Die Bielefelds überließen uns zu getreuen Händen ihren wertvollsten Besitz: Wunderschöne schwere Silberbestecke (18teilig) und eine Tischlampe, deren Fuß aus Meißener Porzellan eine Gruppe tanzender Kinder zierte. Meine Mutter wollte die Lampe eigentlich dem Museum für Kunst und Gewerbe übergeben, aber wir erfuhren, dass die Lager dort übervoll seien. So hat später meine Nichte dieses letzte Andenken an die Familie Kurt Bielefeld erhalten.

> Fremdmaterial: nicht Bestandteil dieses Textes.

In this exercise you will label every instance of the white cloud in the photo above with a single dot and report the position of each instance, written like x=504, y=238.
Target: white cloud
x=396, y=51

Für meine Eltern, Kurt und Annaliese Oeljeschlager, war es eigentlich selbstverständlich, ihre jüdischen Freunde nicht im Stich zu lassen. Aber gerade meine Mutter war es, die immer wieder darüber sprach, dass diese unbeschreiblichen Verbrechen, dieser Völkermord, in hundert Jahren noch nicht vergessen sein werden. Aus diesem Grunde hat sie auch noch vor ihrem Tod (1996) einen Baum in Israel gespendet. Diese Erinnerung begleitet mich nun wahrhaftig von Kindesbeinen an bis heute und wurde für mich zu einem fast traumatischen Lebensthema. Deshalb ist mir wirklich ein Stein vom Herzen gefallen, dass mit Hilfe von Herrn Hess durch den Künstler Gunther Demnig für die ganze Familie Bielefeld, nämlich Alfred, Helene, Kurt, Marion, Hella und Mathel Stolpersteine gesetzt worden sind.

Gräber haben sie nicht bekommen, auf die man nach jüdischer Sitte einen Stein legt zum Zeichen, dass man sie nicht vergessen hat. Jetzt "stolpert" hoffentlich der eine oder andere darüber.

In diesem Jahr werde ich siebenundsiebzig Jahre alt, und so bin ich dankbar, dass ich diese mich nie verlassende Erinnerung noch zu Lebzeiten sichtbar gemacht habe.